Charlie had known Olivia. Olivia had disappeared; she had been killed at the hulks where Charlie used to go with Jay. Perhaps Olivia had gone there to finish ‘it’, whatever ‘it’ was. Whom had she met there? And now Charlie had disappeared too and… The thought rose in my throat, choking me. I jumped up and ran downstairs, catching my foot half-way in my hurry and twisting my ankle. Somewhere, far off in the distance called normality, I felt a sharp, searing pain. I reached the phone and dialled the number for the police station from memory. When a woman answered I cut her off half-way through and said I would like to speak to DI Hammill or DC Beck, at once, now, an emergency. To do with the dead girl, I added, to make them hurry.
It did make them hurry.
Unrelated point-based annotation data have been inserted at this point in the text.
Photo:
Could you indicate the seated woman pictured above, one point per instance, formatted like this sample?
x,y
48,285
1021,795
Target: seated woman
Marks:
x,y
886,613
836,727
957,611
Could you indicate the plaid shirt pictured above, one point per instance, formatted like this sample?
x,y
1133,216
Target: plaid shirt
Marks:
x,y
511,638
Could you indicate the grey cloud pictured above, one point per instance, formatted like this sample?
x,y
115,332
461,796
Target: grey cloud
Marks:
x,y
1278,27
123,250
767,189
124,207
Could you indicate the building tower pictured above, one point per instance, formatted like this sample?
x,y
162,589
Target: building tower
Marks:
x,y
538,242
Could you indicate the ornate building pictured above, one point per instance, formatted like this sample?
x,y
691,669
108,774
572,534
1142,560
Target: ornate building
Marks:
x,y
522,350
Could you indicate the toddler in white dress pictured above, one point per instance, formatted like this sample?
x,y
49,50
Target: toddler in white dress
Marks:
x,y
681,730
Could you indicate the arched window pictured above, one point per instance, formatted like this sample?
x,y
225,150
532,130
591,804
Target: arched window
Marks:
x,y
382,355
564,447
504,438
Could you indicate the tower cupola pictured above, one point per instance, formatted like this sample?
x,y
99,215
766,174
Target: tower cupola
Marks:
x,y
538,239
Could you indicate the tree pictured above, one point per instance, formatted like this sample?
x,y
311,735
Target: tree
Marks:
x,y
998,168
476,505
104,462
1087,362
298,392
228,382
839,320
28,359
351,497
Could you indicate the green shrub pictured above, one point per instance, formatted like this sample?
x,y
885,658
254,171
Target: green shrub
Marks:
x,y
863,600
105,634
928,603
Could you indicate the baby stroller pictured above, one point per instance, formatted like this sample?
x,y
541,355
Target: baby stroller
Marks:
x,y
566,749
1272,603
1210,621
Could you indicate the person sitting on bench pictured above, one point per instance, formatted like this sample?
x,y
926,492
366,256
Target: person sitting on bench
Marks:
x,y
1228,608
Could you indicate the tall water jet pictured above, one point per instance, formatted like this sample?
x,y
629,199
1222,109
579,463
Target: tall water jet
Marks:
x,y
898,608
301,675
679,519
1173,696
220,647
In less than thirty seconds, Beck was on the phone.
‘It’s Nina,’ I said.
‘Nina – Ms Landry – would you please come to the station immediately,’ she said, trying to inject authority into her voice. ‘DI Hammill is not at all pleased that you disappeared. Well, actually, I’ve never seen him so furious. He’s usually very calm even when things are going wrong. I’d hate to be in your shoes right now. He’s talking about an –’
‘Never mind all of that now. I have some important information for you. Charlie was a friend of Olivia Mullen.’
‘Olivia Mullen? But how do you know? What makes you think –’
‘I don’t have time to explain. I know who the dead girl is and I know that Charlie knew her. There’s a postcard from Olivia to Charlie that I’ve just found.’
‘But –’
I heard a voice and the rattle of the receiver being seized.
‘Is that her? Let me take it. Give it to me now.’ Beck was right. DI Hammill sounded very cross indeed. ‘Ms Landry, I am warning you that if you don’t come to the police station this instant – and I mean this instant – there will be serious consequences.’
‘Shut up!’ I shouted over him. ‘Charlie knew Olivia Mullen.’
‘How do you know?’
‘There’s a postcard from Olivia to her. I’ve just found it. And it has a picture of beach huts on it. That may be important.’